Socrates was a classical Greek (Athenian) philosopher credited as one of the founders of Western philosophy. He remains an enigmatic figure in philosophy, because he did not leave us a single line of text. He is known chiefly through the accounts of later classical writers, especially the writings of his students Plato and Xenophon. Nevertheless, you might consider his importance in the fact that all Greek philosophers are categorized in philosophers before (Pre-Socratic) and after Socrates.
“False words are not only evil in themselves, but they infect the soul with evil.”
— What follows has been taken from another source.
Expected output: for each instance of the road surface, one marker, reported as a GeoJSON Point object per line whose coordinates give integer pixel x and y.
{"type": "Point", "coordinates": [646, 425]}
– Socrates, in Plato’s Phaedo
The Times of Socrates
During Socrates’ lifetime, Athens was the cultural center of Greece as the supreme power in the Attic League of the Sea and, as a result of the organization of the Attic democracy, the cultural center of Greece, which was exposed to profound political and social changes and manifold tensions. Therefore, in the 5th century B.C. there were good chances for new intellectual currents to develop. One such broadly conceived movement, which also effectively emerged through the teaching it offered, was that of the Sophists, with whom Socrates had so much in common that he was often regarded as a sophist by his contemporaries: the practical life of the people, questions of the polis and legal system and the position of the individual in it, the criticism of traditional myths, the examination of language and rhetoric, and also the meaning and content of education – Socrates was also concerned with all this. What set him apart from the Sophists and made him a founding figure in the history of thought were the characteristics of his philosophising that went beyond this. Characteristic, for example, was his constant, penetrating effort to get to the bottom of things.
Socrates’ Life
“Wonder is the feeling of a philosopher, and philosophy begins in wonder.”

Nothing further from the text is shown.